As Touath kept sharing oral history and giving predictions for the future, I reached my locality and deboarded the bus at my stop.
At home, everyone was tense and waiting for further developments on this new and unprecedented situation. The developments—a code-name for anything implemented by the government that severely impacted quotidian life in Kashmir—a day later on August 4th arrived as a major disappointment. With a telecommunications and an Internet blockade in effect, the whole state of Jammu and Kashmir was put under indefinite lock-down, which continues till today, entering its 3rd month, and having begun with the arrest of various pro-India and pro-freedom leaders and their associates.
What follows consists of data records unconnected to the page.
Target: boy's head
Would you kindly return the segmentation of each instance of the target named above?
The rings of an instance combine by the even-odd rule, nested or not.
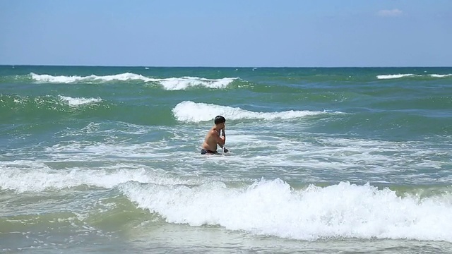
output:
[[[215,124],[225,123],[226,122],[226,119],[222,116],[217,116],[213,120]]]

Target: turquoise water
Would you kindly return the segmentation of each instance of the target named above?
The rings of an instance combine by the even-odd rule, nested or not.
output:
[[[4,66],[0,119],[2,252],[452,250],[452,68]]]

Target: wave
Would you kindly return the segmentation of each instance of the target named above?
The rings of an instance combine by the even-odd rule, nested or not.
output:
[[[178,121],[201,122],[210,121],[215,116],[222,115],[226,119],[290,119],[326,114],[326,111],[290,110],[281,112],[255,112],[242,109],[239,107],[220,106],[213,104],[196,103],[184,101],[179,103],[172,109],[174,117]],[[340,112],[335,112],[340,113]]]
[[[347,182],[294,190],[280,179],[245,188],[213,182],[194,187],[129,182],[120,190],[167,222],[219,225],[259,235],[452,241],[451,195],[420,199]]]
[[[14,169],[17,166],[22,169]],[[279,179],[239,185],[198,177],[184,180],[123,164],[65,171],[52,169],[47,163],[21,161],[2,162],[0,168],[0,189],[16,193],[87,186],[119,190],[138,208],[159,214],[168,223],[215,225],[308,241],[452,242],[450,187],[423,195],[418,194],[428,189],[422,187],[400,193],[349,182],[294,188]]]
[[[140,74],[131,73],[124,73],[117,75],[95,75],[88,76],[78,75],[58,75],[54,76],[47,74],[35,74],[31,73],[31,78],[39,83],[99,83],[112,81],[133,81],[141,80],[144,83],[155,83],[160,85],[164,89],[167,90],[185,90],[191,87],[206,87],[208,88],[222,89],[227,87],[238,78],[223,78],[219,79],[208,79],[198,77],[181,77],[169,78],[148,78]]]
[[[84,98],[84,97],[76,97],[73,98],[69,96],[59,95],[61,100],[71,107],[78,107],[80,105],[88,104],[95,102],[102,102],[100,98]]]
[[[396,78],[412,78],[412,77],[447,78],[447,77],[451,77],[451,76],[452,76],[452,74],[416,75],[416,74],[408,73],[408,74],[378,75],[376,76],[376,78],[378,78],[378,79],[396,79]]]
[[[69,96],[58,95],[56,97],[52,95],[38,96],[36,97],[23,97],[18,95],[1,96],[1,101],[6,103],[10,109],[17,109],[19,107],[33,105],[36,108],[48,108],[58,109],[56,105],[68,105],[71,107],[93,104],[100,102],[102,99],[97,98],[71,97]],[[61,108],[59,108],[61,109]]]

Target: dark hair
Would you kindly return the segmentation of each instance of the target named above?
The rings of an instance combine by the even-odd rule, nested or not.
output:
[[[222,116],[217,116],[214,120],[215,124],[222,123],[226,122],[226,119]]]

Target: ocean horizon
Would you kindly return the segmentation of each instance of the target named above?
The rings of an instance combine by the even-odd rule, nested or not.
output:
[[[452,67],[0,65],[0,119],[3,253],[452,252]]]

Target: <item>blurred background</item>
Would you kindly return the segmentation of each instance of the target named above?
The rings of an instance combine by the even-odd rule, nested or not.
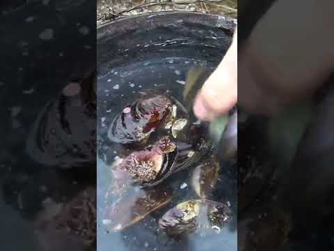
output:
[[[164,10],[191,10],[237,15],[237,0],[97,0],[97,24],[122,16]]]

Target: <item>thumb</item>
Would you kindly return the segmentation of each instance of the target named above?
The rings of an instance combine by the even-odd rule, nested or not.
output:
[[[200,119],[212,121],[225,114],[237,101],[237,29],[232,43],[216,70],[198,94],[193,112]]]

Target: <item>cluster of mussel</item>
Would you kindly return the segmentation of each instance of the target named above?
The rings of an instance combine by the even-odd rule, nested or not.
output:
[[[167,210],[158,221],[159,228],[169,236],[198,229],[217,232],[232,221],[230,205],[210,199],[219,165],[209,154],[204,129],[202,122],[190,121],[180,102],[163,95],[145,96],[115,117],[108,137],[124,151],[111,165],[103,219],[109,231],[122,231],[167,205],[173,191],[165,181],[190,167],[198,197]]]

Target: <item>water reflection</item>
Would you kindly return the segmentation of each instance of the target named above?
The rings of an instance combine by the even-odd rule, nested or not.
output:
[[[124,157],[125,152],[123,147],[119,144],[112,144],[108,139],[109,127],[115,116],[138,96],[152,91],[168,93],[168,96],[182,100],[183,83],[186,80],[186,73],[190,68],[196,66],[205,67],[209,72],[212,71],[214,68],[213,65],[202,61],[173,57],[152,61],[134,62],[126,68],[113,68],[108,74],[99,76],[97,79],[97,247],[99,250],[112,249],[113,247],[116,247],[116,245],[118,250],[127,251],[171,250],[204,251],[221,248],[222,246],[226,247],[229,250],[237,250],[235,216],[237,178],[236,172],[230,172],[231,169],[235,169],[235,166],[231,163],[221,163],[217,191],[215,191],[212,194],[213,197],[210,198],[228,203],[234,213],[233,220],[220,228],[218,232],[212,229],[207,232],[202,229],[203,231],[198,231],[191,235],[170,237],[159,227],[159,219],[168,210],[182,201],[198,198],[191,186],[191,167],[189,169],[172,176],[166,182],[161,183],[160,188],[152,188],[154,189],[151,188],[145,192],[143,190],[138,192],[133,188],[132,192],[137,192],[136,197],[127,197],[128,194],[127,196],[122,197],[120,199],[109,198],[106,200],[106,193],[113,178],[111,172],[112,164],[115,161],[115,158],[117,159],[117,158]],[[117,83],[117,88],[115,88],[116,83]],[[193,119],[193,121],[191,121],[194,122],[196,119],[193,115],[190,114],[190,119]],[[129,152],[127,153],[129,154]],[[138,209],[138,198],[142,199],[142,196],[148,195],[151,200],[163,199],[164,197],[161,195],[154,198],[156,192],[161,192],[167,190],[173,191],[172,201],[163,205],[164,206],[160,208],[152,210],[150,214],[141,217],[141,210]],[[113,208],[116,210],[112,211],[109,215],[111,215],[113,219],[117,218],[116,222],[122,224],[115,225],[114,220],[111,221],[109,220],[111,220],[110,218],[106,219],[105,212],[108,205],[113,206]],[[120,205],[122,205],[120,209],[117,206]],[[147,209],[146,208],[145,211]],[[139,213],[136,213],[138,212]],[[128,215],[131,217],[129,218]],[[137,221],[136,224],[132,224],[134,222],[129,221],[129,218],[134,220],[134,215],[141,219],[140,221],[136,220]],[[204,218],[207,218],[207,216]],[[125,219],[127,220],[125,221]],[[108,227],[109,225],[112,227]],[[120,230],[119,228],[125,225],[128,226],[120,232],[115,233],[111,231]]]

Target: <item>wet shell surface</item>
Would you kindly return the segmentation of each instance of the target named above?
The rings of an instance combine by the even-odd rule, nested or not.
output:
[[[232,219],[232,211],[223,203],[190,200],[168,211],[159,225],[168,235],[179,236],[194,233],[198,229],[221,228]]]
[[[116,116],[108,137],[119,144],[145,142],[170,114],[171,107],[170,100],[164,96],[138,100]]]

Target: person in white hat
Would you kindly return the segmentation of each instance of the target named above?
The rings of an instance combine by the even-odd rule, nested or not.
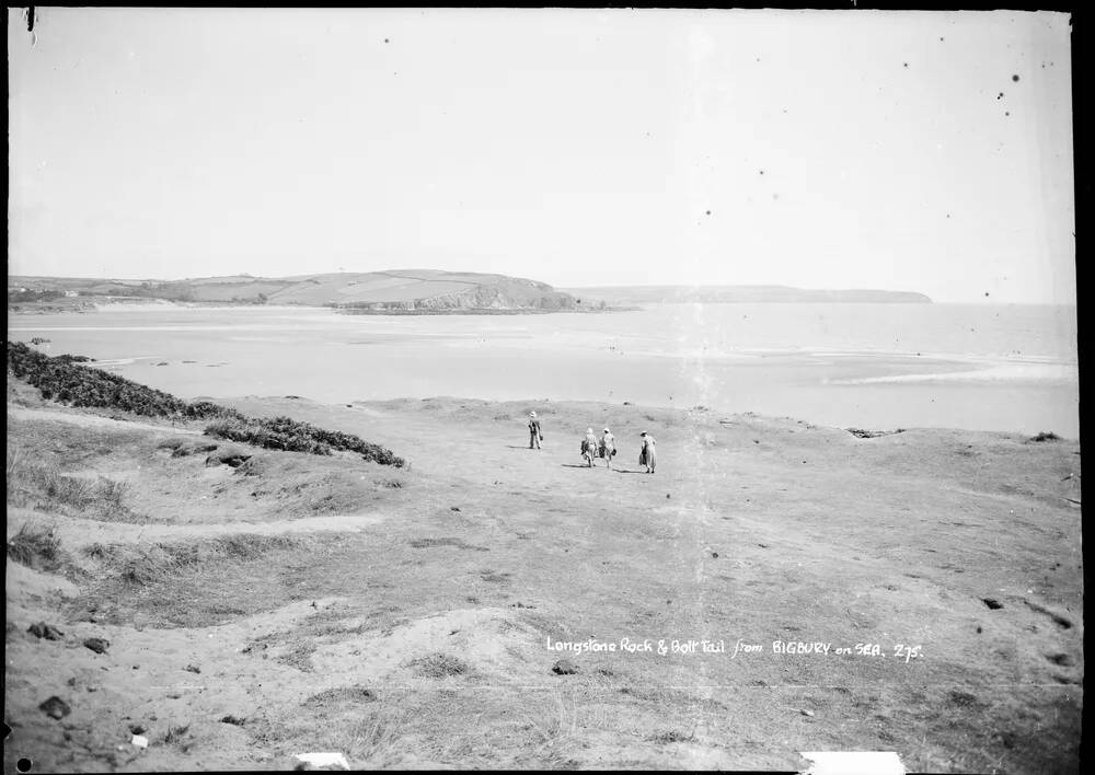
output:
[[[593,467],[593,458],[597,456],[597,437],[593,436],[592,428],[586,428],[586,438],[581,440],[581,456]]]
[[[540,442],[544,440],[543,431],[540,430],[540,420],[535,412],[529,413],[529,449],[541,449]]]
[[[647,433],[645,430],[639,433],[643,437],[643,450],[638,453],[638,464],[646,466],[646,473],[654,473],[654,463],[657,460],[657,454],[654,451],[654,437]]]
[[[600,444],[597,448],[597,454],[604,459],[608,463],[609,470],[612,469],[612,458],[615,455],[615,437],[609,432],[606,428],[603,435],[601,436]]]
The next day, the fear of the people became an untamable reality. On August 5th, the ruling Indian party, the BJP (Bhartiya Janata Party) revoked Article 370 and Article 35A from the Indian constitution that guaranteed autonomy to the Muslim-majority state of Jammu and Kashmir, through what several political commentators have called illegal and unconstitutional means, resulting in the split of the state into two union territories, namely Jammu & Kashmir, and Ladakh.
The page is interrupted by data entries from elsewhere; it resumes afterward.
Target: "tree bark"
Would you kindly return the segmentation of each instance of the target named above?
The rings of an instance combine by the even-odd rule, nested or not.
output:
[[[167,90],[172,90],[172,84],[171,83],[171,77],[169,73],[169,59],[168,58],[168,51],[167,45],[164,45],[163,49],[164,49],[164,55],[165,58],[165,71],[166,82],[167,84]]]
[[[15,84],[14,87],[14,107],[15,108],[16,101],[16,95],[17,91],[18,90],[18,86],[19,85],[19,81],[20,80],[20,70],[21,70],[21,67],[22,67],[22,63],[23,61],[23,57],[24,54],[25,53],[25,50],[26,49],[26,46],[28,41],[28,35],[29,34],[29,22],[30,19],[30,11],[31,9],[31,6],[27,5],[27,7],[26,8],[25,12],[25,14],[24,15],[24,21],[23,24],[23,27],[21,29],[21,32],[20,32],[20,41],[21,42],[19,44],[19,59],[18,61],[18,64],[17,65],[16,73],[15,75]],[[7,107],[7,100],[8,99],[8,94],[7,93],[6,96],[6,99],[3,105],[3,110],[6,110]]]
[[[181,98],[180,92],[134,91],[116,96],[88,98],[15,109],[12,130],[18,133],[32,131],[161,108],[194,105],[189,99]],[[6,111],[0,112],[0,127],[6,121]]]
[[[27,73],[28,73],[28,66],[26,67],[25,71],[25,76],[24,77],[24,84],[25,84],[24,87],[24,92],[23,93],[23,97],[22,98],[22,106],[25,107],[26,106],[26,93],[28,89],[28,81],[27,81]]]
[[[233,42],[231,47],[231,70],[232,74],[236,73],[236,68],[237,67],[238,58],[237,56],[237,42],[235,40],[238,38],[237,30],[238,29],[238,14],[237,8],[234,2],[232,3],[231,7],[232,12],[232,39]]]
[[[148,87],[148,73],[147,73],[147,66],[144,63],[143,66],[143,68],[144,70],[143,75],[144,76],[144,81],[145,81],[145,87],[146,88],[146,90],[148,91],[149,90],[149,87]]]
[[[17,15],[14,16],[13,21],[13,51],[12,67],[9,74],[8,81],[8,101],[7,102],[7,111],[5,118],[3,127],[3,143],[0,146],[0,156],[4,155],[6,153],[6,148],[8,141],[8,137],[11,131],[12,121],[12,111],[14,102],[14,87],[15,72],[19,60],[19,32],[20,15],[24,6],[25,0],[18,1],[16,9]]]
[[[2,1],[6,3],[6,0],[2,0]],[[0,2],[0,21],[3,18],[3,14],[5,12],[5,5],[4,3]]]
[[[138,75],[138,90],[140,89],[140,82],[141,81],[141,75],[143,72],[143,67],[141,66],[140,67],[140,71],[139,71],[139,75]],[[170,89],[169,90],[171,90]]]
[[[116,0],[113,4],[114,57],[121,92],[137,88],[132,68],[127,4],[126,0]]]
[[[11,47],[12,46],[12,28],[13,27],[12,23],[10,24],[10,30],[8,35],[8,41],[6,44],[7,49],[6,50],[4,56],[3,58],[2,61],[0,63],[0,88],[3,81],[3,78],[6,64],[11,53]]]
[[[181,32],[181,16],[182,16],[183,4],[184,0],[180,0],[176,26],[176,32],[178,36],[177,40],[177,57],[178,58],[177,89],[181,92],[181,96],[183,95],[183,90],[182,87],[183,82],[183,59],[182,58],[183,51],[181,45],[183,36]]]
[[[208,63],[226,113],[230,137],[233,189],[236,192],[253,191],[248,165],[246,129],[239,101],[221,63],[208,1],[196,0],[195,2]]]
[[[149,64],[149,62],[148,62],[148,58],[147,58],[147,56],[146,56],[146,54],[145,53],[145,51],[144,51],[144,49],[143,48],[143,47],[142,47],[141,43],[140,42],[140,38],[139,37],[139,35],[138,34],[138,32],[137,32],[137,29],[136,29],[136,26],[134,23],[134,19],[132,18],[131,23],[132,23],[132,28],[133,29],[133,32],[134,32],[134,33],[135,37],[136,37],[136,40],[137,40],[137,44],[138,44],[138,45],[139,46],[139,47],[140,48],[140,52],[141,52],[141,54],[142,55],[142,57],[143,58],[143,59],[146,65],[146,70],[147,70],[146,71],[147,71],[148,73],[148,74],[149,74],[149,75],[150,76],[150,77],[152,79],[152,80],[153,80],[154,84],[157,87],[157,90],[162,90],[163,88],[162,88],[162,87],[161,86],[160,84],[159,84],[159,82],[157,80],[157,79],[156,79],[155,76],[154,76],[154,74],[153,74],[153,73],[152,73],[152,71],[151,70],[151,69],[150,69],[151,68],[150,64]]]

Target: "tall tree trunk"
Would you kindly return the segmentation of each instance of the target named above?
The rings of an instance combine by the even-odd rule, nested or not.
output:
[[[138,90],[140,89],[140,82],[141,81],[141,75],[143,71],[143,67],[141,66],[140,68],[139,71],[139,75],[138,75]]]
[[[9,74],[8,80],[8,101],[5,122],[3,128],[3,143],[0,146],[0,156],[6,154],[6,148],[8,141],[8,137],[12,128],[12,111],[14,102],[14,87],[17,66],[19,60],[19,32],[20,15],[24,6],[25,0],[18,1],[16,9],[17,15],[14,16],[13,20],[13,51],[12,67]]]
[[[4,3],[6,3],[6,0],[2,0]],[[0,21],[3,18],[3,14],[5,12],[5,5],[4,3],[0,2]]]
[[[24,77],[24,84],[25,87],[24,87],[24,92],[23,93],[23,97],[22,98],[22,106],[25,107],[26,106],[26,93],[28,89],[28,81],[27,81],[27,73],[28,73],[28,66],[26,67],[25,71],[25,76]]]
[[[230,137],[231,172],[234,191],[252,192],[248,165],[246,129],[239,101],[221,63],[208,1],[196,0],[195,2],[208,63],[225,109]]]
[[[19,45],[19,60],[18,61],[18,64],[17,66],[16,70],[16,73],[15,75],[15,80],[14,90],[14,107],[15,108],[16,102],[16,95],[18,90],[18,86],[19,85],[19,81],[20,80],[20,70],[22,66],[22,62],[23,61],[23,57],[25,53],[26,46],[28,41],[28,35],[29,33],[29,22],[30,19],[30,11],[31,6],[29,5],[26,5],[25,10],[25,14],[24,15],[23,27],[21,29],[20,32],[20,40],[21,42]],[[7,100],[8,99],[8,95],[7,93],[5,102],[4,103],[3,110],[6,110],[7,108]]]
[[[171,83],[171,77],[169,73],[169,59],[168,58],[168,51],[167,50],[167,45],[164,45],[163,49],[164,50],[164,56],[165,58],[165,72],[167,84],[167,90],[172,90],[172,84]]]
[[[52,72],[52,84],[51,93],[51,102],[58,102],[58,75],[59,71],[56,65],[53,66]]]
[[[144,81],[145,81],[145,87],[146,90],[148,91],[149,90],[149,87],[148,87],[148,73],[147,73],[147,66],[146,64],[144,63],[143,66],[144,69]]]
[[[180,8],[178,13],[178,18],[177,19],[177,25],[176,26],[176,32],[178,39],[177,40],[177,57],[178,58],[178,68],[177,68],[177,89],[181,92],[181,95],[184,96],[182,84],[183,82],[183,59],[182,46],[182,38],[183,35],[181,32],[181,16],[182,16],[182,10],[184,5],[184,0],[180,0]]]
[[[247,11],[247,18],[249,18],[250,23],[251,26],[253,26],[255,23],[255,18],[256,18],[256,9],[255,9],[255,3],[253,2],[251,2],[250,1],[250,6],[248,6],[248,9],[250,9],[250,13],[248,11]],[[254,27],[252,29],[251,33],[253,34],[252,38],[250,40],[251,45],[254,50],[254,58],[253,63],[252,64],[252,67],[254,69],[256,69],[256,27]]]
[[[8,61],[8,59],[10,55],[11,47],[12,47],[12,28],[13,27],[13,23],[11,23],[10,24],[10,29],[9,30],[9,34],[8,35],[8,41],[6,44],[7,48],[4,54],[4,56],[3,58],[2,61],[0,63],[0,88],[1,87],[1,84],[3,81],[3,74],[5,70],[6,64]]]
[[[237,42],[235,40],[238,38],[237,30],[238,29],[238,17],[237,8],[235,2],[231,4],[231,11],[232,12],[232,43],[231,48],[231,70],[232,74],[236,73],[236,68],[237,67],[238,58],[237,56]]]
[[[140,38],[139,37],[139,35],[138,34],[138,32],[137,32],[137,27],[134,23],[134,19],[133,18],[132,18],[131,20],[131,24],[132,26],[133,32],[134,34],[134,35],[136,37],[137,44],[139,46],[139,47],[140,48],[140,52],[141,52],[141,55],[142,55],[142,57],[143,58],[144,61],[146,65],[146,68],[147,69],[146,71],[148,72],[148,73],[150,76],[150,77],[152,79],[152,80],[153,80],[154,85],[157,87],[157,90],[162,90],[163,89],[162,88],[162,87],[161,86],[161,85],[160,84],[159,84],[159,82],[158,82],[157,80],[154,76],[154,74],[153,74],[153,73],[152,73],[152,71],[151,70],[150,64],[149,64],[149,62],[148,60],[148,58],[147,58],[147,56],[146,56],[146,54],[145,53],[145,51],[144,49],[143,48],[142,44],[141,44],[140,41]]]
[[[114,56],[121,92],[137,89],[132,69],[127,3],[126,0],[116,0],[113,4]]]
That night, amid the havoc and disorderliness, news of increasing military presence on both sides of the Line of Control (between India and Pakistan administered Kashmir), catalysed a new wave of madness and strain felt across the Valley’s homes, businesses and places of public gathering. Today, as the Valley continues to face the lock-down and communications blackout, we live in panic, terror and alarm, in a state of continued besiegement. Most of our schools and colleges are occupied by Indian armed soldiers, campuses are filled with AK-47s and war arsenal, and the economy has worsened exponentially. Food, produce, medical supplies and basic essentials, including petrol, are hard to get to during the normal work hours from early morning till late evenings. The harvest, dry fruits and nuts, grain and agricultural sectors overall have suffered severe damages. There is no access to healthcare even for newborn babies, and people who were generating employment for youth three months earlier are left with no option but to migrate and seek employment outside Kashmir. People from rural villages are seen hitchhiking on the highway trying to get to city hospitals and specialty clinics for treatment that they cannot get in their own areas. All this while there is heavy circulation of military vehicles on the roads, with troopers placed on every major intersection as drones habitually fly over villages and city areas.

The situation, presently, is worse than ever. Around eight million people are caged in the world’s most beautiful prison, Kashmir. Their crime is that they have never failed to show resistance towards those who try to overpower them by coercive and undemocratic means.